The total deficit of all U.K. corporate pension funds worsened by 122.9% in December, but funding deficits improved by 10% for the year ended Dec. 31, to £107 billion ($135.9 billion), according to an update by JLT Employee Benefits.
The funded level of these pension funds was 93% for the month ended Dec.31 — falling from 97% in November and was unchanged compared with figures as of Dec. 31, 2017.
Pension fund assets increased 0.85% for the month but fell 3.35% for the year to £1.527 trillion. Liabilities grew 4.6% in December but fell 3.8% for the year, to £1.634 trillion.
FTSE 100 firms saw deficits increase 20 times in December but drop 39% for the year, to £20 billion. The funded level was 97% as of Dec. 31, declining from 100% a month earlier and improving from 95% a year earlier.
For FTSE 350 companies, deficits were at £29 billion, increasing 483% for the month, but improving 32.5% for the year. The funded level declined to 96% over the month from 99% in November and improved from 95% as of Dec. 31, 2017.
"2018 was a turbulent year for pension schemes but it was not all negative. Markets were initially strong in the face of considerable political uncertainty and signs emerged that interest rates are at last on the way up. That said, there is no sign yet of an unwinding of the Bank of England's position on quantitative easing," Charles Cowling, chief actuary at JLT Employee Benefits, said in a news release accompanying the update.

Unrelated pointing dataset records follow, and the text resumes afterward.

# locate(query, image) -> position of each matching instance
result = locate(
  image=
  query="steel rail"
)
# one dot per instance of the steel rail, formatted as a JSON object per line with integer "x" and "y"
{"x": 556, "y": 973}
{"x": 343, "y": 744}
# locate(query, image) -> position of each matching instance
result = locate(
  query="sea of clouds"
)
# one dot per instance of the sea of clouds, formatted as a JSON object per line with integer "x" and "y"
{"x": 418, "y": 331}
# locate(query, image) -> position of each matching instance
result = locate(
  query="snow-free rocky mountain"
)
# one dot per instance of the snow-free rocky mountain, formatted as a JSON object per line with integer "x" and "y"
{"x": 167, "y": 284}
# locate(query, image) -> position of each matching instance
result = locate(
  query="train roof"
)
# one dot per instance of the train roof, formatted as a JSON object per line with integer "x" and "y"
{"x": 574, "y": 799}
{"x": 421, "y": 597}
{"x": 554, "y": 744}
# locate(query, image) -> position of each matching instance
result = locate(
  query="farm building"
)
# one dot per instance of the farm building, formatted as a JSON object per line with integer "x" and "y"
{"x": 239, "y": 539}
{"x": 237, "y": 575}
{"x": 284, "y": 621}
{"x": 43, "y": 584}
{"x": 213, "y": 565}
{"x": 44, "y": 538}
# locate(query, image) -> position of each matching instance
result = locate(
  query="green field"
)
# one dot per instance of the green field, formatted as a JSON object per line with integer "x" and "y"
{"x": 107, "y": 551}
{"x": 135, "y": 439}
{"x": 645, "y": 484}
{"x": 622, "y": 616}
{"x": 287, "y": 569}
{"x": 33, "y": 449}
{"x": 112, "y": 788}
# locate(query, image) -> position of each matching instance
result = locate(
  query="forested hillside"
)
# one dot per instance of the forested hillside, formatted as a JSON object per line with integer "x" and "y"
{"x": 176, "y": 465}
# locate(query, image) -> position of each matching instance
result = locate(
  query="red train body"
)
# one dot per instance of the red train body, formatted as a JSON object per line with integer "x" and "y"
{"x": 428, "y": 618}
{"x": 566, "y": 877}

"As the bank's monetary policy committee highlighted, Brexit uncertainties have intensified considerably in recent weeks and these are weighing on U.K. financial markets, with significant falls in U.K. equities and pressure too on sterling. All of this gave rise to increases in the outlook for inflation and a lowering of expectations for economic growth, yet still resulted in a unanimous vote from the MPC to keep interest rates unchanged and markets are not pricing in a rise in interest rates until the end of 2019. But that could all change," he said.
"It is a very mixed picture for companies and their pension schemes. Some have successfully navigated the turbulent markets, have paid in significant additional contributions and are now looking to lock down on emerging pension surpluses by securing pension liabilities in the insurance market," Mr. Cowling added.
Mr. Cowling said some businesses including retailers are facing difficult business conditions and "debilitating pension deficits."
"For the third consecutive year, footfall has dropped with early indications suggesting a drop of 3% on last year," he said.